The cable coiled in my palm like a black snake, its white wire frayed at the connector from years of yanking. I remembered the day he bought it. We'd been at Best Buy, his hand warm in mine, laughing about how we'd need this forever because neither of us could afford to upgrade yearly. That was before the promotion, before the late nights, before the emotional bankruptcy.

I sat on the edge of the bed, cable dangling, and did what I'd promised myself I wouldn't do. I plugged it in.

The phone shuddered awake. Password protected, of course. But I knew his birthday, his mother's maiden name, the name of his first dog. The lock dissolved.

Messages from Sarah. Not his sister Sarah. The other one.

*“Running late again. Sorry.”*

*”You always say that. Maybe I should find someone who's actually available?”*

*”You know you're my only one. Just give me time.”*

I read backward through weeks of texts. Arrangements made with the precision of a criminal conspiracy. Hotels coded as "the client meeting." Time stolen from our marriage like petty cash from a register.

I was still reading when the front door opened.

His keys hit the table. That familiar sound, once comforting, now made me flinch. His footsteps approached, running-shoes squeaking on the hardwood. He'd gone running. To clear his head, he always said.

"Hey." He paused in the doorway, sweat darkening his gray shirt. "What are you doing?"

I held up the phone, the cable still tethered to it like an umbilical cord. "Remembering who I am."

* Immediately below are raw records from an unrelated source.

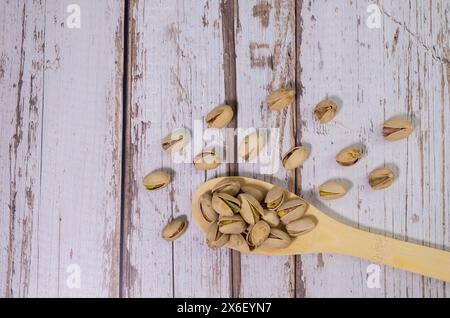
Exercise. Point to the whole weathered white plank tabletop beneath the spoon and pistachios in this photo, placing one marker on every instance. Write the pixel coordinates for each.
(83, 110)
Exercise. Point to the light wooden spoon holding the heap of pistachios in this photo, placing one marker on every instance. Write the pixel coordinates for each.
(331, 236)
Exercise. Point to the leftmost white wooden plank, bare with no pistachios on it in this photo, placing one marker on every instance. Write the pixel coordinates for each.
(64, 117)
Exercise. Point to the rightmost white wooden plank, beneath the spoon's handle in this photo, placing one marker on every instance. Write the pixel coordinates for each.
(376, 74)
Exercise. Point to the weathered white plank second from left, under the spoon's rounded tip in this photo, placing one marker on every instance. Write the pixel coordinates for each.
(176, 77)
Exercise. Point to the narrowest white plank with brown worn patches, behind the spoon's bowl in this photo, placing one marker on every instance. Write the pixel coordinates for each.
(265, 49)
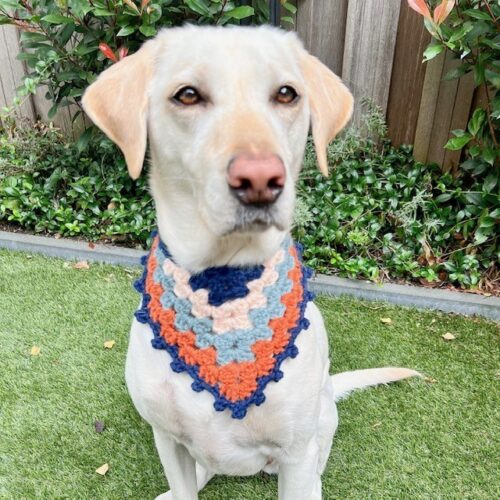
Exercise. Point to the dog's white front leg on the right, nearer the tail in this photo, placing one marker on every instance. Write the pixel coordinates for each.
(301, 480)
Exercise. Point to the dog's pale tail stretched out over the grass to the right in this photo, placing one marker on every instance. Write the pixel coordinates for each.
(346, 382)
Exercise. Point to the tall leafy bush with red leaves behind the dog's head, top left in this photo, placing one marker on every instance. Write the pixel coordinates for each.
(67, 43)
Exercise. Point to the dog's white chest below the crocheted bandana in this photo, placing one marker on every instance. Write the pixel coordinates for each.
(224, 444)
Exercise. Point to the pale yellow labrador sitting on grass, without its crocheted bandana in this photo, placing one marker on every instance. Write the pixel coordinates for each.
(227, 113)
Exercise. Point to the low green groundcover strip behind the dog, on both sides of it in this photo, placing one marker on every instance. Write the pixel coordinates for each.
(380, 215)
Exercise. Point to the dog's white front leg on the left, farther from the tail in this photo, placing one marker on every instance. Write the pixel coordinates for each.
(179, 467)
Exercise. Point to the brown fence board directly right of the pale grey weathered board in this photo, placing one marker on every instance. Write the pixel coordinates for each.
(408, 75)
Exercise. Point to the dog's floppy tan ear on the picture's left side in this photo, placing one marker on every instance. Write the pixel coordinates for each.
(117, 102)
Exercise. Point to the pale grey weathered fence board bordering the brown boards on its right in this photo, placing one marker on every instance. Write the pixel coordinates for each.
(371, 30)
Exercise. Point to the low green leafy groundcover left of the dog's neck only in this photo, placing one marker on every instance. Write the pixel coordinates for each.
(60, 190)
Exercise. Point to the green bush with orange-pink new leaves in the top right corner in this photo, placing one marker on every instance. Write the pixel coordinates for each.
(469, 29)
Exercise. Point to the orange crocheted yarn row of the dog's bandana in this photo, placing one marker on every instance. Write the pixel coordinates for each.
(236, 381)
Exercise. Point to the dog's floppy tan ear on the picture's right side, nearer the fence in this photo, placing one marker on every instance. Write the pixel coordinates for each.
(331, 105)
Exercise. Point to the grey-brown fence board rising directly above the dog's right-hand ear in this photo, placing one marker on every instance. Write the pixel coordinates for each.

His face collapsed. All the color drained like I'd pulled a plug.

"It's not what you think—"

"I'm not going to swim in your explanations," I said, my voice sounding strange to my own ears—calm, distant, already somewhere else. "I called Maya. She says I can stay with her."

"Maya? You haven't talked to her in—"

"She's still my friend, Marcus. She always has been. Even when I wasn't mine."

I unplugged the phone, left it on the bed where we'd once slept so tangled together I couldn't tell where I ended and he began. The cable I kept. Sometimes you need evidence of what broke you.

Outside, the evening air was cool against my hot face. I didn't know where I was running to. But for the first time in years, the motion felt like my own.